Стоя на жалком коврике, питаясь одной ячменной похлебкой, он благодарил Бога за то, что тот соблаговолил его испытать. Сверкнула молния, коврик загорелся, дом окончательно развалился и обрушился прямо на голову несчастному, но Иов, продрогший и вымокший до нитки, по-прежнему возносил хвалу Господу. И чем больше он твердил о своей любви к Нему, тем больше несчастий выпадало на его долю.
Эй Вы там, наверху, что это за любовь такая? Я Вас спрашиваю?
И только когда запас слез иссяк и иссохшие глаза Иова, словно вытянутые вакуум-насосом, готовы были вывалиться из орбит, а беззубые десны свело от боли, Бог наконец спустился с небес и похлопал Иова по голому черепу, приговаривая: «Ты держался молодцом, сын мой. Вот теперь я тебе верю. Я расскажу про тебя в своей книге, Библия называется, на первой полосе. Ты у меня станешь звездой, образцом благочестия». Иов упал на колени, гремя костями. Исходя слюной, он принялся лобызать Богу пальцы ног и благодарить за испытания.
История Иова и Жулика казалась мне настолько кошмарной, что я спать не могла. И все спрашивала у мамы, зачем Бог так поступил, если он действительно любил Иова. Мама со вздохом отвечала, что эта история и впрямь какая-то странная, но зато Бог так сильно любил людей, что отдал им своего единственного сына.

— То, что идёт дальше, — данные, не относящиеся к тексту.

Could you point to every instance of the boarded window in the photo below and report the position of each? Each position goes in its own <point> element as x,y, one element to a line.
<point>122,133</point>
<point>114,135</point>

А люди распяли этого сына на кресте.
Я возмущалась:
— Как же он отдал своего сына, если тот потом воскрес и вернулся обратно?
— Это уже неважно, — отвечала мама, легонько отталкивая меня локтем, чтобы я не мешала ей натирать воском стол, — Бог же отдал его, вот что главное.
— Но ведь он прекрасно знал, что сын умирает понарошку…
— Ну да… И все-таки ему было больно видеть, как сын страдает.
— Сам-то он уксуса не пил, и копья ему в бока не впивались!
— Ну как ты не понимаешь? — пыталась объяснить мама. Ей никак не удавалось стереть следы бутылок со столешницы, и это ее бесило. — Как ты не понимаешь, что его сын — это и есть он. Ты что, забыла?
Ее аргументы меня не убеждали. Лежа в кровати, я представляла себе несчастного Иова, его обуглившийся дом, замученных детей, червей, с хрустом впивавшихся в его тело, пока он превозносил Бога.
— Значит, это и есть настоящая любовь? — спрашиваю я у себя, глядя на даму, которая сидит на скамье передо мной и, склонив голову, молится, то и дело проверяя, на месте ли сумочка, зажатая между ног. Похоже, она тоже не склонна Ему доверять. В противном случае оставила бы сумочку на скамье, а я бы преспокойно ее умыкнула, пока дама шепчет да причитает.
Значит, так и надо? Со всей жестокостью довести ближнего до полного истощения, чтобы убедиться в его любви.
Он тоже все время так поступал. Пользовался моей любовью, удирал, как воришка. С Ним я поняла, что такое быть покинутой и что значит умирать от любви. Когда Он возвращался, я была на седьмом небе от счастья.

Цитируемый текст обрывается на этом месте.